This piece originally appeared on the ProPublica website.
Last month, we detailed how Intuit, the maker of TurboTax, has fought a proposal that could make filing taxes easier and cheaper for millions of Americans.
As we noted, tax activist Grover Norquist and other conservatives have also opposed the proposal, called "return-free filing," which would give many taxpayers the option to receive a pre-filled return that they could simply review, sign and send back, all for free. Return-free filing has been endorsed by many experts and adopted by several European countries.
As it turns out, Norquist has also recently weighed in on the side of the tax prep industry on another issue.
A House bill introduced earlier this year would bar the IRS from offering taxpayers software that would compete with programs like TurboTax. In March, Norquist and others wrote a letter to members of Congress that urged them to support the bill—what they called a "pro-taxpayer, anti-IRS power grab legislation."
At issue is how Americans file their taxes and whether electronic filing can be offered directly through the IRS.
The bill is called the Free File Program Act, co-sponsored by Rep. Peter Roskam, R-Ill. and Rep. Ron Kind, D-Wisc. It declares that the IRS, with a few narrow exceptions, "may not establish, develop, sponsor, acquire, or make available" electronic filing service or tax software.
Roskam declined to comment. Spokespeople for Kind and Norquist did not immediately respond.
The bill would also make permanent the Free File program, a public-private partnership between the IRS and the tax software industry created in 2002 to offer some taxpayers free electronic filing.
The industry group behind the program boasts that almost all taxpayers can use software like TurboTax or more primitive electronic forms for free. But access to the more sophisticated software is limited by income. Only about 3.5 million taxpayers used Free File last year, according to a Treasury Department tally through the end of April.
The pact governing the partnership, which counts Intuit as a member, includes a sweet deal for the industry: In return for the companies offering free software to some, the IRS agreed not to develop its own free, online tax prep services. The current deal expires next year.
After ProPublica published a story on how Intuit, the maker of TurboTax, has successfully fought "return-free filing," we asked readers how they did their federal income taxes, and how much they paid to prepare them.
Of the 596 responses, 44% of readers said they used TurboTax, with a median preparation fee of $50. Only 2% of respondents said they used FreeFileFillableForms.com, the free e-file service provided by the IRS. According to the treasury, 410,000 filers used Free Fillable Forms last year.
Intuit lobbied on an earlier version of Roskam's bill that was introduced in 2011.
The company has spent over $11.5 million on lobbying on a range of issues in the past five years. That money buys high-profile help: Intuit's lobbyists on the tax prep issue include former Sen. Tim Hutchinson, a Republican from Arkansas; former Rep. Pete Hoekstra, a Republican from Michigan and former Rep. Albert Wynn, a Democrat from Maryland. All three now work for the D.C. office of law firm Dickstein Shapiro. Neither the former lawmakers nor the law firm immediately responded to requests for comment. Intuit also did not respond to requests for comment.

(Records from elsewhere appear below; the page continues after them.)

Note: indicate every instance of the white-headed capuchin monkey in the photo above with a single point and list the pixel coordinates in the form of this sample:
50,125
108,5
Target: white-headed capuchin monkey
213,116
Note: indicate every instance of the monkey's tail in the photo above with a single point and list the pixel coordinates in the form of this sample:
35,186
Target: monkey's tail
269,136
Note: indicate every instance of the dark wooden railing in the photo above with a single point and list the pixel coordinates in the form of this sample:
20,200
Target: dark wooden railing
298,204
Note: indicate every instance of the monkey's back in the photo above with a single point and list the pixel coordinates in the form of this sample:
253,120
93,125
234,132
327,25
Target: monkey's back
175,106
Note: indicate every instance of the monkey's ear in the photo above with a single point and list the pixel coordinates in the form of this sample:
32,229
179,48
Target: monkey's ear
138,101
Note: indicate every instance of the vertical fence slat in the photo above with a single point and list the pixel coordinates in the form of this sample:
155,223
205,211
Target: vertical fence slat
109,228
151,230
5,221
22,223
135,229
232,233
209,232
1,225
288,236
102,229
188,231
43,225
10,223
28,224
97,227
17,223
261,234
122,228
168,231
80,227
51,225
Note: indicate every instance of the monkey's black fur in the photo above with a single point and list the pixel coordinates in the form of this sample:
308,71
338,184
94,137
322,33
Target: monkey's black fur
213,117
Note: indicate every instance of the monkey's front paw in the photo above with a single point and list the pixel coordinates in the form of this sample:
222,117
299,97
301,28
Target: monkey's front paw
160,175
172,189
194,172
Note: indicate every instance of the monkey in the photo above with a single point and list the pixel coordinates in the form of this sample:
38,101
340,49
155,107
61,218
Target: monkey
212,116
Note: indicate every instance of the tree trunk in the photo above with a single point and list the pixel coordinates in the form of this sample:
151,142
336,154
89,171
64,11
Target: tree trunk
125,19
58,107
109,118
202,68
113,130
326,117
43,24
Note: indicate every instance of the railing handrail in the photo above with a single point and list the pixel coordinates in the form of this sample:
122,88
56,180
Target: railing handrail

Intuit has given money to the sponsors of the bill. Roskam has received $12,500 from Intuit's political action committee and company executives in the last two election cycles. Kind has gotten $12,400.
Sen. Mark Pryor, D-Ark., introduced a companion bill in the Senate. Pryor received $3,000 from Intuit's PAC in the last election cycle.
Another recent bill would actually institute a version of return-free filing, allowing many taxpayers to avoid paying for any prep.
On Friday, Rep. Bill Foster, D-Ill., introduced the bill to create a voluntary system under which an IRS website would offer individual taxpayers forms that are automatically populated with data from employers and other sources.
"Our tax code is complicated enough, we shouldn't be asking taxpayers to submit information the IRS already has," Foster said in a press release.
"Taxpayers spend an estimated 6.1 billion hours a year complying with the tax code and an average of over $200 on tax preparation fees," according to the release. (More on those figures can be found in a 2012 report by the Taxpayer Advocate Service, an independent organization within the IRS.)
The bill is called the Autofill Act, and last week marks the second time Foster has introduced the legislation. A spokeswoman said Foster got interested in the issue after he became frustrated with the "redundant paperwork" needed to file his own taxes and discovered California had a state version of return-free filing. She said he will now be working to collect cosponsors and the bill is likely to be referred to the Ways and Means Committee.
This doesn't mean an anxiety-free tax season is coming soon: similar bills introduced in the past haven't gone anywhere.